Mimile : J’ai, au contraire, vraiment apprécié cette pièce pour son originalité. J’ai été surpris et entrainé dans l’histoire de cette famille atypique. Malgré la noirceur de certaines scènes, comme l’évocation du suicide, cela était contrebalancé par des éléments comiques qui m’ont beaucoup plu.

Dépêchez vous ! Il ne vous reste plus que quelques jours pour aller voir ce spectacle impressionnant et original.

Tintin et Mimile

Théâtre de la Cité Internationale, jusqu’au 30 novembre :
https://www.theatredelacite.com/programme/le-beau-temps

Le spectacle des ateliers théâtre

Si vous n’étiez pas là jeudi soir, vous avez raté quelque chose !! En effet un incroyable spectacle de théâtre s’est déroulé comme l’année dernière.

Cette année, les 2 ateliers théâtre (5e/6e et 4e/3e), ont présenté le travail qu’ils ont fait tout au long de leur année avec Mme Josserand, que nous remercions énormément de s’engager pour nous pour nous amuser tout au long de notre année scolaire. Cette année, nous avons aussi accueilli une classe de 4e qui a présenté des sketchs sur l’écologie, dirigés par Mme Adonaï, et aussi et comme chaque année la chorale de M. Navarro.

Les 6e/5e ont, cette année, présenté une variation sur Le petit Chaperons rouge, mais vous aurez plus de détails en cliquant sur le lien. Le groupe des 4e/3e ont, quant à eux, présenté des extraits de pièces d’auteurs contemporains sur le thème de l’Ogre et la Fée parce que nous introduisons notre spectacle sur un poème de Victor Hugo portant le même nom.

L’Ogrelet (de Suzanne Lebeau), parle d’un petit ogre qui part à l’école pour la première fois et qui semble très attiré par la couleur du sang, rouge. Sa mère (qui étaient jouée par plusieurs élèves dans notre mise en scène, on appelle cela un chœur) est très inquiète pour son petit Ogrelet et fait tout pour que tout se passe bien et qu’il ne se mette pas à manger de la chair des autres enfants.

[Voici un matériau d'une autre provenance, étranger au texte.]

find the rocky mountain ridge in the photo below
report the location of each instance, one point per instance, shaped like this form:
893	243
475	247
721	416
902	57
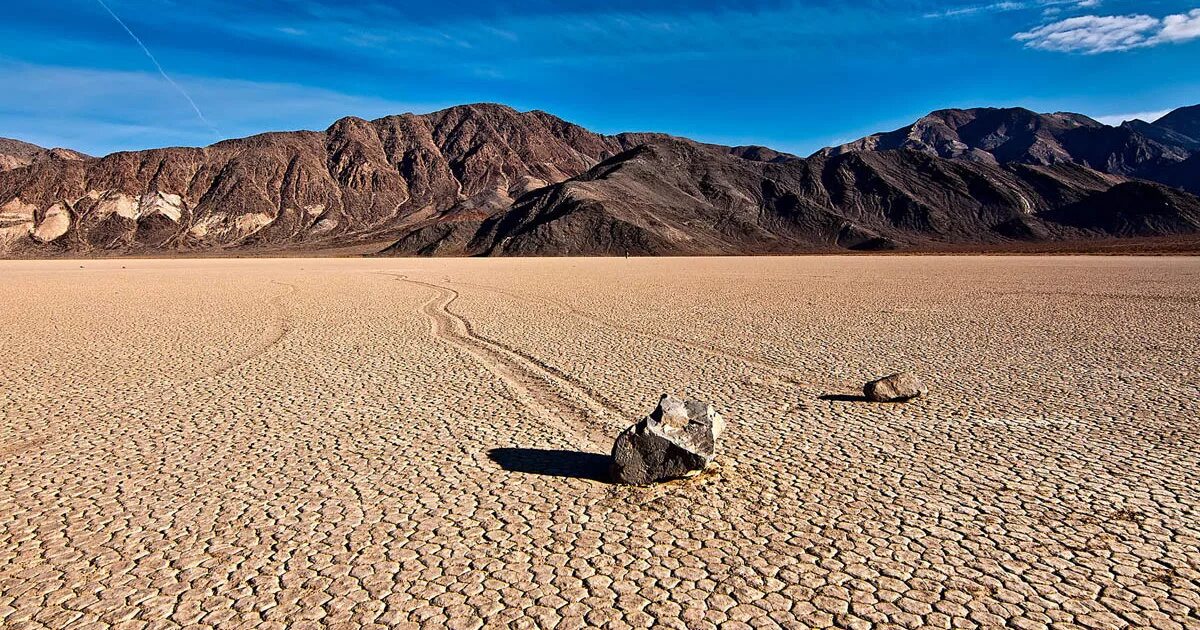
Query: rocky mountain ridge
486	179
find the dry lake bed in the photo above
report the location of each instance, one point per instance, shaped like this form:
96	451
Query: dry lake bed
400	442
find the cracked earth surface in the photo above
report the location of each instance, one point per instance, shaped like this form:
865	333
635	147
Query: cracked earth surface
291	443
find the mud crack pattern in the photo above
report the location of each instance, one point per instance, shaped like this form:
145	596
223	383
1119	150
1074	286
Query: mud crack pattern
414	443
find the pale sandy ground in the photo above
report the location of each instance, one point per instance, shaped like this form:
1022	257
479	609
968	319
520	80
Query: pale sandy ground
241	443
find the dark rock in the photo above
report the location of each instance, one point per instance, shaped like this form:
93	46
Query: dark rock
677	439
895	388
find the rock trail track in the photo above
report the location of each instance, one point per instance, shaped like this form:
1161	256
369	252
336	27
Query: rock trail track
553	396
384	443
780	371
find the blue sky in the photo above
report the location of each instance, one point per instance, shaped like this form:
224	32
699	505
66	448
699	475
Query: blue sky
791	75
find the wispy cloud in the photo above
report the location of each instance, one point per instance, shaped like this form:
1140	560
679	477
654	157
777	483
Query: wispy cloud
1110	34
161	71
1049	6
113	109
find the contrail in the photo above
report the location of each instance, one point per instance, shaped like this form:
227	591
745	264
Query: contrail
161	71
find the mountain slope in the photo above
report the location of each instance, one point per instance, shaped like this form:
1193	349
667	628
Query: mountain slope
486	179
359	180
1017	135
675	197
1183	121
16	154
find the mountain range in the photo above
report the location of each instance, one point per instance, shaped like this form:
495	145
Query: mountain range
489	180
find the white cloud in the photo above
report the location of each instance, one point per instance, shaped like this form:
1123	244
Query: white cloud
1049	7
1110	34
1149	117
1181	28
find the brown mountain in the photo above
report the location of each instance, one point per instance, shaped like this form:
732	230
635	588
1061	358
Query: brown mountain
1017	135
676	197
16	154
1183	121
486	179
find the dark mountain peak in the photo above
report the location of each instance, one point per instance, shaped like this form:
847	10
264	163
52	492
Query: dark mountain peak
16	154
487	179
1185	121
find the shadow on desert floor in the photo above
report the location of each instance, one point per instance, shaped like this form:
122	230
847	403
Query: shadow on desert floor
844	397
574	465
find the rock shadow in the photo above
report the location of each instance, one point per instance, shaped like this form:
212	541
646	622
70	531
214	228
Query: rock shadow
570	465
844	397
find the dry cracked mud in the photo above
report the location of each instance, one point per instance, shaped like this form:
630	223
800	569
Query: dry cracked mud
301	443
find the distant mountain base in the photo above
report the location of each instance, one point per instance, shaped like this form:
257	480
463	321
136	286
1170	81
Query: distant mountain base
487	180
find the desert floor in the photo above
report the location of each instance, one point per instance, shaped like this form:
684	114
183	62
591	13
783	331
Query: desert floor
423	442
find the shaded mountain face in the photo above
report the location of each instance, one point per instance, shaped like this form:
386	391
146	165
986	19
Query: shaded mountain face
487	180
359	181
1183	121
16	154
1015	135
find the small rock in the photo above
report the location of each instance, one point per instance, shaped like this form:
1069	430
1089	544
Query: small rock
677	439
895	388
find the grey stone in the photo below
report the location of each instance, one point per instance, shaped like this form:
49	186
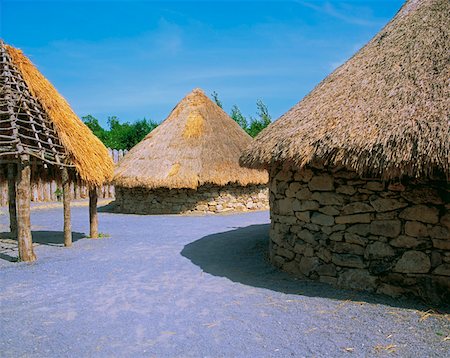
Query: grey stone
336	236
353	219
375	186
303	216
303	194
445	221
424	195
325	198
329	210
348	260
326	270
382	205
408	242
421	213
352	238
346	189
357	279
441	244
285	253
413	262
356	208
378	250
322	219
360	229
303	175
388	228
439	232
346	248
443	270
321	183
305	205
308	264
416	229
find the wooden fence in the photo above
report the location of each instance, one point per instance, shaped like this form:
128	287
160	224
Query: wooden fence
44	190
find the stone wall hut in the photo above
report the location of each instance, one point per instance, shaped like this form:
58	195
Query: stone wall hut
190	163
359	169
41	135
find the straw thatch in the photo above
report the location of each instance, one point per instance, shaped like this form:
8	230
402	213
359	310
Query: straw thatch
385	112
197	144
85	151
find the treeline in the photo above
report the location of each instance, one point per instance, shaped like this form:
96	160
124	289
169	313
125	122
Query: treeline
126	135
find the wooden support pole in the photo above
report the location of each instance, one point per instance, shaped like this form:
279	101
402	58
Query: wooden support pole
93	218
66	207
24	238
12	200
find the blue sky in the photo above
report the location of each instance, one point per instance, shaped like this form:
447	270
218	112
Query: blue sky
137	59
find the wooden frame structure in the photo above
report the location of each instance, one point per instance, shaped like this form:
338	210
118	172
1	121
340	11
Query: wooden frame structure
28	139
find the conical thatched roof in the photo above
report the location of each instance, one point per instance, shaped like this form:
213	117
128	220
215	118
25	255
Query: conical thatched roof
197	144
36	120
385	112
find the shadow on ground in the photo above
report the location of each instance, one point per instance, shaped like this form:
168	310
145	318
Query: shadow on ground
8	245
241	255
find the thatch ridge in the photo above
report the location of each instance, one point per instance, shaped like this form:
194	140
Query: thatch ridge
90	157
385	112
197	144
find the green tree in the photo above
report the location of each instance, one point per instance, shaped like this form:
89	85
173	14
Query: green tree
262	121
216	99
238	117
120	135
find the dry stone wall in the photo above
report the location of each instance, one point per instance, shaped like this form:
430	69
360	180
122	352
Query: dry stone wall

Cendrillon (de Joel Pommerat), une version remixée du conte classique de Cendrillon, qui met en scène une fée complètement surexcitée mais surtout nulle en magie, avec une Cendrillon adolescente, très en colère, avec un caractère fermé et dur.

Le spectacle était très réussi, il y avait très peu d’erreurs d’entrées et sorties ou de texte. Cela était dû aux nombreuses répétitions que nous avons pu faire mais aussi grâce à l’entraide qui était très présente, que ce soit dans les coulisses pour se passer les costumes dont nous avions besoin, ou sur la scène, lors des changements de décors.

C’était pour moi un plaisir de jouer sur une presque vraie scène (le réfectoire du collège), devant de nombreuses personnes. C’est une expérience formidable : en effet, faire des répétitions ne suffit pas à devenir un bon comédien, il faut voir ce que ça donne sur le « terrain », donc avec le trac, et surtout devant un public de plus de 150 personnes, en perruque et en tutu bleu, dont des amis et ses parents !

En tout cas, c’est sûr, je reviendrai à l’atelier théâtre l’année prochaine, pour revivre tous ces moments inoubliables.